OpenA2A /specs
OASB0.3.2Stable

Open Agent Security Benchmark

222 attack scenarios across 10 categories that measure a security tool's detection coverage against agent threats, ATT&CK-Evaluations style, mapped to MITRE ATLAS and OWASP.

The question it answers

Does a security tool actually catch agent attacks?

If you know one thing already

It’s like MITRE ATT&CK Evaluations.

SOURCE · opena2a-org/oasb

Why it exists

Every agent-security tool claims to catch attacks. Buyers had no neutral way to check. The antivirus industry solved this with MITRE ATT&CK Evaluations: run a fixed set of real attacks against each product and publish what it caught. OASB is that, for agent security, a vendor-neutral, reproducible measurement of detection coverage.

Note

OASB measures the tools, not the agents

The Threat Matrix catalogs the attacks. OASB runs them against a scanner and scores how many it detects. It is the benchmark a security tool is held to, distinct from ABGS / OASB-2, which audits an agent's declared governance.

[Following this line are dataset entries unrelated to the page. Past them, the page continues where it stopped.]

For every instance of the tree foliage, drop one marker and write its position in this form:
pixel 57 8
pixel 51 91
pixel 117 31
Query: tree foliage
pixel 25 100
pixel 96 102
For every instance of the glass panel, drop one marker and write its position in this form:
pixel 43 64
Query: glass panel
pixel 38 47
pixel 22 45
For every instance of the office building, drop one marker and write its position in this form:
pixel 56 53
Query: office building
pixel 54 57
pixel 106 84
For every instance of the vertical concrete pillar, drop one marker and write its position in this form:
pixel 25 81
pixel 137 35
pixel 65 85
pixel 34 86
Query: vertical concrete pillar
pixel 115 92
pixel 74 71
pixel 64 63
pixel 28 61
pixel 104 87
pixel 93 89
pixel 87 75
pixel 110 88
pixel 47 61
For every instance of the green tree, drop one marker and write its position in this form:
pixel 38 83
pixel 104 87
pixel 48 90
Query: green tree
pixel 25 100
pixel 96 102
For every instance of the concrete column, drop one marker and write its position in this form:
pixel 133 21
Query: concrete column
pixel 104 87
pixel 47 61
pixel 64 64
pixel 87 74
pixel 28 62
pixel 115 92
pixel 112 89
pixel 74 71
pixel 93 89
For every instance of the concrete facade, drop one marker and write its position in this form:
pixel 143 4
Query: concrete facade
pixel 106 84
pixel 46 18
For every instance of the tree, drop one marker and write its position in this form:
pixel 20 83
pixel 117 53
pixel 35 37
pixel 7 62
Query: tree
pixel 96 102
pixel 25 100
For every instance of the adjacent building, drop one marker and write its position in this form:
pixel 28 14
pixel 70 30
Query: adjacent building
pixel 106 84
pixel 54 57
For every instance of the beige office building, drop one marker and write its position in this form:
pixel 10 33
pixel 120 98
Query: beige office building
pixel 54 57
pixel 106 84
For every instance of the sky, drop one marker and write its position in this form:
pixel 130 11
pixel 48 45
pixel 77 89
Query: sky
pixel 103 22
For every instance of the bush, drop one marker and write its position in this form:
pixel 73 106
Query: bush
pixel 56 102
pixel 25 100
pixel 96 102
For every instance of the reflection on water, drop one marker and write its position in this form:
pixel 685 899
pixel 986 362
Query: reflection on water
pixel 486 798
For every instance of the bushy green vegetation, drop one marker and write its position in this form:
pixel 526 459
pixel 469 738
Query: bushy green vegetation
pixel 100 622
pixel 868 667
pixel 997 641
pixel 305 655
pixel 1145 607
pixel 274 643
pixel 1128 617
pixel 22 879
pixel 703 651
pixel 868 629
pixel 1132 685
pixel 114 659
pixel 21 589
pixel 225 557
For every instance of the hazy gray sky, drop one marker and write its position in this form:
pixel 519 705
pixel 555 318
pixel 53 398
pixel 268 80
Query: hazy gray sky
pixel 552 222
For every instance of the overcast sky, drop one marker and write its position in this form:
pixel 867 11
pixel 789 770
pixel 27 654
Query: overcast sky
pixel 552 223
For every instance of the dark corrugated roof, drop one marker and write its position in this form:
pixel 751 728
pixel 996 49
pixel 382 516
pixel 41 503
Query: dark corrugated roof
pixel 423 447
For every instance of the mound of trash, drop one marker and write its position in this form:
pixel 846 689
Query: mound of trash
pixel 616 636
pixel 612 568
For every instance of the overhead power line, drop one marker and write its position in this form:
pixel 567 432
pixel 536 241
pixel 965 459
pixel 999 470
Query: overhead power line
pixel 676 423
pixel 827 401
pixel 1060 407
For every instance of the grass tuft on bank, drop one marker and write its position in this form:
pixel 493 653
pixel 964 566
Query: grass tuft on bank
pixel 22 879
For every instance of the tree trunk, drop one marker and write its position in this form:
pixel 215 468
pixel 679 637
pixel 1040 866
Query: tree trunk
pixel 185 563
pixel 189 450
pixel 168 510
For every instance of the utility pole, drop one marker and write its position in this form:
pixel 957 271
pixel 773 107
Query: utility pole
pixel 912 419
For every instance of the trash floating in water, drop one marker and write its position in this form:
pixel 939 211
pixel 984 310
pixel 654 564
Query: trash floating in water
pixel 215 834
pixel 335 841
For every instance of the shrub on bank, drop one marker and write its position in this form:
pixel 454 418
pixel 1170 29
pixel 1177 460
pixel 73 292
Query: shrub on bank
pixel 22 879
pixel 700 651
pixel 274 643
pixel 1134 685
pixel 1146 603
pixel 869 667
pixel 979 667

222 attack scenarios, 10 categories

The benchmark is a fixed corpus of attack scenarios spanning the full surface, from process and network behavior to the AI layer itself and multi-step chained attacks.

Multi-stepchained attacks
43
AI-layerprompt injection, jailbreak
40
Filesystem
28
Intelligencedetection machinery
21
Process
19
Network
18
Enforcementresponse actions
18
App-hooksE2E interceptors
14
Baselinebenign behavior
12
Real-OSE2E monitors
9
Attack scenarios222
Category breakdown from the OASB repository (v0.3.2, status: stable). The full test run is 245 tests, 222 attack scenarios plus 23 scoring-engine unit tests.

How a tool is scored

Each scenario is run against the tool under test and the result is tallied as a confusion matrix, yielding standard detection metrics. The benign Baseline scenarios matter as much as the attacks, a tool that flags everything is as useless as one that flags nothing.

Detection rate (recall)
Of the real attacks, how many were caught? TP / (TP + FN).
False-positive rate
Of the benign cases, how many were wrongly flagged? FP / (FP + TN).
Precision
Of everything flagged, how much was a real attack? TP / (TP + FP).
F1 score
The harmonic mean of precision and recall, one number balancing both.
P95 latency
95th-percentile detection time, in milliseconds.

An example scorecard

One measured result from the repository, HackMyAgent's full pipeline over 4,245 labeled samples. Shown to illustrate the output shape; numbers are specific to that tool and version.

82.9%
F1
83.2%
Precision
82.6%
Recall
1.16%
False-positive rate
Caution

Verdicts count attacks, not posture

OASB's verdict counts high/critical attack findings. Posture findings, a missing governance file, wildcard tool access, are surfaced to the user but excluded from the malicious verdict, because they fire on benign and malicious agents alike. That distinction is what keeps the false-positive rate honest.

The Skills Security controls

Alongside the attack corpus, OASB defines a 10-item Skills Security checklist (SS-01-SS-10), argument validation, output integrity, least-privilege scope, signed manifests, audit logging, dependency provenance, graceful degradation, and more, tiered L1 → L3.

Anchored to the standards everyone uses

Every scenario maps to MITRE ATLAS (15 techniques) and the OWASP LLM/Agentic Top 10, so results are comparable to the wider security world rather than living in a silo. OASB also ships a DVAA comparison (70 scenarios) for agent-level evaluation.

If you know ATT&CK Evaluations

MITRE ATT&CK Evaluations
OASB
Fixed adversary emulation
222 attack scenariosreproducible corpus
Run against each EDR/SIEM
Run against each scannertool under test
Detection coverage report
F1 / recall / FPR scorecardconfusion matrix
ATT&CK technique mapping
MITRE ATLAS + OWASP mappingcomparable, not siloed
A vendor-neutral detection benchmark, for agent-security tools instead of endpoint security.